Sunday, March 3, 2013

git-annex: encrypted remotes

Due to the data loss I blogged about, I had to reverse engineer the encryption used by git-annex for its encrypted special remotes. The file system on which the content lived has a bullet hole of 8 GB in it, which was helpfully discarded by pvmove. It's pretty unhappy about that fact, parts of the git repository are unusable and directories cannot be accessed anymore. git-annex cannot possibly run anymore.

However, I was still able to access the git-annex branch within said git repository (using porcelain). This branch contains a file called remote.log which contains the keys of the special remotes. There's one per remote, encrypted to a GPG key of your choice and all files within that remote are encrypted with the same symmetric key.
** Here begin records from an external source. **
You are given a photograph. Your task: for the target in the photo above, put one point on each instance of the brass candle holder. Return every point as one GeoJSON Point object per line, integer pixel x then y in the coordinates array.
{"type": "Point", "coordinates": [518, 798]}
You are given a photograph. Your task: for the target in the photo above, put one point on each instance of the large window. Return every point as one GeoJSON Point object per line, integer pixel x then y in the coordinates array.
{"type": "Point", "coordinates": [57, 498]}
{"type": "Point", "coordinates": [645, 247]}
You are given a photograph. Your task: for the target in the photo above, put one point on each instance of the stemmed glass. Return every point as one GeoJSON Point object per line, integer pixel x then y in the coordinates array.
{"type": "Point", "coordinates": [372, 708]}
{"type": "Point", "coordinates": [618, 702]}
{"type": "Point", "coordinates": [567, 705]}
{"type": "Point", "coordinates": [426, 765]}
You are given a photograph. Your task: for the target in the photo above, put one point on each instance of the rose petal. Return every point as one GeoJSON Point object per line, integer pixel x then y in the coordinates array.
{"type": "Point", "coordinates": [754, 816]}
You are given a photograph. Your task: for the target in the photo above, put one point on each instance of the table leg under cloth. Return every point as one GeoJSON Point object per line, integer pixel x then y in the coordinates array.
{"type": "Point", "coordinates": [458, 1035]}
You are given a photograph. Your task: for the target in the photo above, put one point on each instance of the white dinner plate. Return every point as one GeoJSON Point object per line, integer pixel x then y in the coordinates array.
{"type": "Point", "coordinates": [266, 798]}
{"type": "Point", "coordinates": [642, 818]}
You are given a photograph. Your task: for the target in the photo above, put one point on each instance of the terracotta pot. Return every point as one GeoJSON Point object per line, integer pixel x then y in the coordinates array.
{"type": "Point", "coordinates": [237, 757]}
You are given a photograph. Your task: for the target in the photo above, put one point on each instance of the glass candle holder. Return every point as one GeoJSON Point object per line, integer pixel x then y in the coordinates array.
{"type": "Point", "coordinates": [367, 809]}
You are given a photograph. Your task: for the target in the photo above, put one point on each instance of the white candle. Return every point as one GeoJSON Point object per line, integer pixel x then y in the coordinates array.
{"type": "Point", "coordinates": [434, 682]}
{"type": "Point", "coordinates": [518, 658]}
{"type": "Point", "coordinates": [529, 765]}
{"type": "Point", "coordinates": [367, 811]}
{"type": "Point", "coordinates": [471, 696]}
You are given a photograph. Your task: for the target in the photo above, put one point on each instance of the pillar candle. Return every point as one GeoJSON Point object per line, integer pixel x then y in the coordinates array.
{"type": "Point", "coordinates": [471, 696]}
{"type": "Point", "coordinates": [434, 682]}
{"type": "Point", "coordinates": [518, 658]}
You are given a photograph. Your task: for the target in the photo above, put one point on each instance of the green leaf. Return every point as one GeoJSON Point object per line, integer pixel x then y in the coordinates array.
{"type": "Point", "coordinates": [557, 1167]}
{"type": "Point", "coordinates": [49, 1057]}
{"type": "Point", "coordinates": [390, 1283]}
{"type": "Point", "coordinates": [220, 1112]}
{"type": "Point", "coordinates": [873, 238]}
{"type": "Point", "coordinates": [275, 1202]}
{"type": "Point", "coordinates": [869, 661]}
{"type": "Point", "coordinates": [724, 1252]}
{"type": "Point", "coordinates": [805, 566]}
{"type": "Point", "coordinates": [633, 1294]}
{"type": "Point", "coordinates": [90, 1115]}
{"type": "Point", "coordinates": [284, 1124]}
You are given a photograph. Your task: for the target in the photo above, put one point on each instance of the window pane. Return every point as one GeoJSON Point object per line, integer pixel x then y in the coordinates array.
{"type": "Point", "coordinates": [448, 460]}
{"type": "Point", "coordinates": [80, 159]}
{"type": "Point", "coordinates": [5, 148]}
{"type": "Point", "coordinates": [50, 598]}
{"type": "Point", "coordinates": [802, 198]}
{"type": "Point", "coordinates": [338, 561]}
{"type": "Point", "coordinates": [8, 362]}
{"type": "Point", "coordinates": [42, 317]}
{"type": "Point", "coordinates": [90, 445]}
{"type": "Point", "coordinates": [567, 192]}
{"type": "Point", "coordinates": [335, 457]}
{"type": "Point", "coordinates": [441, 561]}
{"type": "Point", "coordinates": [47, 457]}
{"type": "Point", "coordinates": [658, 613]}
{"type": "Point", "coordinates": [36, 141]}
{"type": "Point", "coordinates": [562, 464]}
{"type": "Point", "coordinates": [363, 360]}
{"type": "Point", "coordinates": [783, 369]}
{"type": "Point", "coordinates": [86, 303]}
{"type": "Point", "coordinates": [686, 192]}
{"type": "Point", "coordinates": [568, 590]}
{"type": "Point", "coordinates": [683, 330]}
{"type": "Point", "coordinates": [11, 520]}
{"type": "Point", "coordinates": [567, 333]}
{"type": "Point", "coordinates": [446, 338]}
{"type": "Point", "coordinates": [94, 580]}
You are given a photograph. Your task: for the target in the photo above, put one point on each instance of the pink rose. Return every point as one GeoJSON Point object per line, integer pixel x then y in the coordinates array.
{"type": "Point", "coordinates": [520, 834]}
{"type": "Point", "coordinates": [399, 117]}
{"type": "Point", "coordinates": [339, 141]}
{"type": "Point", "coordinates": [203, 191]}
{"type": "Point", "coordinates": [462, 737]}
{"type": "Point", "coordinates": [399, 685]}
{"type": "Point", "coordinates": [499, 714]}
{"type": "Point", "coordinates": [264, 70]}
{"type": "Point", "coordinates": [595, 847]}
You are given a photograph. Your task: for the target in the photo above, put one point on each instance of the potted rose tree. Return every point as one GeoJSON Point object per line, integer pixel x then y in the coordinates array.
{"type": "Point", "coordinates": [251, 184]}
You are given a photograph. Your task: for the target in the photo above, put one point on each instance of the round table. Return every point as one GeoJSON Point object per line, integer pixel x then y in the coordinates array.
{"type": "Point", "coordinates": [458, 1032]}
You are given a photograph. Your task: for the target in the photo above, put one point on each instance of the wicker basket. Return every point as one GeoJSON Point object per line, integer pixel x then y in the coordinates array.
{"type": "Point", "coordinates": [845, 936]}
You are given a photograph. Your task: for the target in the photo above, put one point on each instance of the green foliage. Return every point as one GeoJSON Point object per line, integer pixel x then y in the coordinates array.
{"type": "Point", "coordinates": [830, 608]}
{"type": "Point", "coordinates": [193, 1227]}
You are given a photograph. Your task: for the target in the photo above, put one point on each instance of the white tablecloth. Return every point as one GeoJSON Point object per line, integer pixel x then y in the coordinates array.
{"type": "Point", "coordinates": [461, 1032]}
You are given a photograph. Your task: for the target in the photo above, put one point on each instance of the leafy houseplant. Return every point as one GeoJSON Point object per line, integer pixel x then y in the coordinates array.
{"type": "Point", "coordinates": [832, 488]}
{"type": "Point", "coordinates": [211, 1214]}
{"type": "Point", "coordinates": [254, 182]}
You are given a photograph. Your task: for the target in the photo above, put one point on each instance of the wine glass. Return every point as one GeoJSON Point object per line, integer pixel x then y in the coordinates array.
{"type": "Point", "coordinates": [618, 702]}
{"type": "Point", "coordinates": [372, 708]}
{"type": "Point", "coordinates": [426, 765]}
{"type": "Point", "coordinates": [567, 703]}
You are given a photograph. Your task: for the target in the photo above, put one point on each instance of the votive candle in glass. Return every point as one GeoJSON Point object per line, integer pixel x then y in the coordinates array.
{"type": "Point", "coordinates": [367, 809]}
One small detail stopped me from getting the decryption right the first time, though. It seems that git-annex uses randomness generated by GPG and armored into base64. In my naïveté I spotted the base64 and decoded it. Instead it's used verbatim: the first 256 bytes as HMAC key (which reduces randomness to 192 bytes) and the remaining bytes for the symmetric key used by GPG (which will do another key derivation for CAST5 with it). A bug about that just hit the git-annex wiki.

With that knowledge in mind I wrote a little tool that's able to generate encrypted content keys from the plain ones used in the symlinks. That helps you to locate the file in the encrypted remote. Fetch it and then use the tool to decrypt the file in question with the right key.

The lesson: Really backup the git repository used with git-annex and especially remote.log. I'm now missing most of the metadata but for some more important files it's luckily still present. Recovery of the file content does not depend on it if you can deduce the filename from the content. If you have many little files it might be a bit futile without it, though.

Saturday, March 2, 2013

PSA: LVM, pvmove and SSDs

If you use LVM with Wheezy on a solid-state drive, you really want to install the latest lvm2 update (i.e. 2.02.95-6, which contains the changes of -5). Otherwise, if you set issue_discards=1 in /etc/lvm/lvm.conf, you will experience severe data loss when using pvmove. Happened to me twice, once I didn't care (chroot data being lost), the second time (today) I did. Not fun, especially when the backup of the data was scheduled for the same day.

One has to wonder why it takes three months for a bug that trashes data to reach testing. (Obviously I know the answer, but they're not particularly good reasons.) Other distributions, like Ubuntu, were much quicker to notice and incorporate that fix. And in the case of the named distribution not because they auto-synced it from unstable. If somebody notices such a grave bug, please yell at people to get the fix out there to our users. Thanks.